ORDER ON MOTION FOR RECONSIDERATION & CERTIFICATION OF
QUESTION TO THE MAINE SUPREME JUDICIAL COURT
On May 19, 2011, the Court issued an Order granting summary judgment to Universal Underwriters Insurance Company (Universal Underwriters) against Daniel Adams in his reach and apply action. Order on Mots. for Summ. J. (Docket # 22). The Order was reduced to Judgment the same day. J. (Docket # 23). On May 31, 2011, Mr. Adams moved for reconsideration and sought to have this Court certify to the Maine Supreme Judicial Court a question about the proper interpretation of 24-A M.R.S. § 2908(5), the statutory cancellation provision for casualty insurance contracts. Pl.'s Mot. for Recons. & Certification of Question to the Me. Supreme Judicial Ct. (Docket # 24) (Pl.'s Mot.). On June 15, 2011, Universal Underwriters responded. Def.'s Mem. in Opp'n to Pl.'s Mot. for Recons. and Certification to Me. Supreme Judicial Ct. (Docket # 25) (Def.'s Opp'n).
Mr. Adams first asserts that the Court did "not address a very important point raised in Plaintiff's previously submitted reply memorandum." Pl.'s Mot. at 3. The omitted point, Mr. Adams claims, is his argument that the Legislature has used the terms "unless" and "until" inconsistently. Id. He points out that 24-A M.R.S. § 2009-A(1), the cancellation statute for surplus lines insurance, uses the term "unless." Id. (24-A M.R.S. § 2009-A(1) reads: "Cancellation and nonrenewal by an insurer of surplus lines coverage . . . shall not be effective unless received by the named insured at least 14 days prior to the effective date of cancellation"). He says the Legislature's use of the term "unless" for surplus lines is inconsistent with the Court's conclusion that the Legislature intended a higher standard for cancellation for consumers and a lower standard for businesses. Pl.'s Mot. at 3-4. Mr. Adams next says that the Court should certify the question of the proper interpretation of § 2908(5) to the Maine Supreme Judicial Court to clarify an uncertain issue of Maine state law, which is determinative of this case. Id. at 4-6.
Universal Underwriters objects. Noting that Mr. Adams does not base his motion for reconsideration on newly discovered evidence, Universal Underwriters contends that he has not demonstrated that the Court's Order is manifestly erroneous. Def.'s Opp'n at 2. Universal Underwriters argues that surplus lines insurance is markedly different from casualty insurance. Id. at 2-4. Universal Underwriters also rejects as unjustified Mr. Adams' call for certification. Id. at 4-5.
The Court agrees with Universal Underwriters. To state the obvious, the word "unless" is not the same as the word "until;" these words are not esoteric and it is beyond argument that they convey different meanings. If someone is told that an event will not take place unless he does something, he knows that to make the event occur, he must act and if he does not, the event will not occur. If another person is told that an event will not take place until she does something, she knows that once she acts, the event will occur.

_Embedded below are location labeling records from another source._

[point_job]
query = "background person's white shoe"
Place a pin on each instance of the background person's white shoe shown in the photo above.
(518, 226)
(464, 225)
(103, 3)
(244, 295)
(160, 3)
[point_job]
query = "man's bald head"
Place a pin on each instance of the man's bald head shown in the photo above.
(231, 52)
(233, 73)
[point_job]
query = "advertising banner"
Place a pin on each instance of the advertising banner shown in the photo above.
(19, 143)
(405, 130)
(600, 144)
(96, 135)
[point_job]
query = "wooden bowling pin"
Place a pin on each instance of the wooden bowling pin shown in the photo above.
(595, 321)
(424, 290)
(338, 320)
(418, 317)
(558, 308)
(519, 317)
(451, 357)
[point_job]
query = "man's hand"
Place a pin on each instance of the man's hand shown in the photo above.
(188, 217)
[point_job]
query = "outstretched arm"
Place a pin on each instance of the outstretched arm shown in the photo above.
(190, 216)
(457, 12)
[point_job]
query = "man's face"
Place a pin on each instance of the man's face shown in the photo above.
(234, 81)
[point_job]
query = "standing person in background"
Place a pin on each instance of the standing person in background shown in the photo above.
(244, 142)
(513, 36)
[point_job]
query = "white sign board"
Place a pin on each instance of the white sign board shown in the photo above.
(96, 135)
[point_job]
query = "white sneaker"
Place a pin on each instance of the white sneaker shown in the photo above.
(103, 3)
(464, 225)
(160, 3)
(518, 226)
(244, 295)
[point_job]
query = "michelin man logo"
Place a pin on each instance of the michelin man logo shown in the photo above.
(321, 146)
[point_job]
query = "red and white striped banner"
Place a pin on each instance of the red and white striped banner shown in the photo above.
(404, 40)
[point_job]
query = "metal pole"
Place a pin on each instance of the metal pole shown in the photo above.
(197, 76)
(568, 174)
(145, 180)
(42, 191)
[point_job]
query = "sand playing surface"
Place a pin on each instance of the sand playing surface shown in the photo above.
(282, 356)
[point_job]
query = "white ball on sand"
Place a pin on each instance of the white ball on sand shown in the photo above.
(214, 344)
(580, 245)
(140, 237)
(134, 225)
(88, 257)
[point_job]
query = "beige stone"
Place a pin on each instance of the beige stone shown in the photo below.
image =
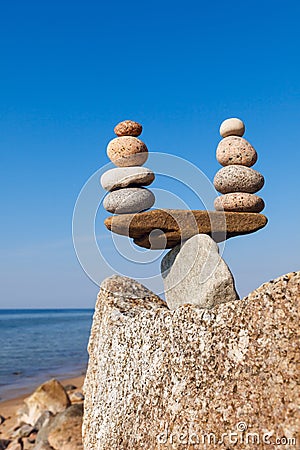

It remains true that the Legislature used different terms in the cancellation statutes among different types of insurance: cancellation of a surplus line or a homeowners insurance policy does not take effect "unless" received, 24-A M.R.S. § 2009-A(1), § 3050; cancellation of a casualty insurance policy does not take effect "until" received, 24-A M.R.S. § 2908(5). Since the Legislature used different words to describe the effectiveness of cancellations of varying types of insurance, the Court must interpret the words in a manner consistent with their different meanings.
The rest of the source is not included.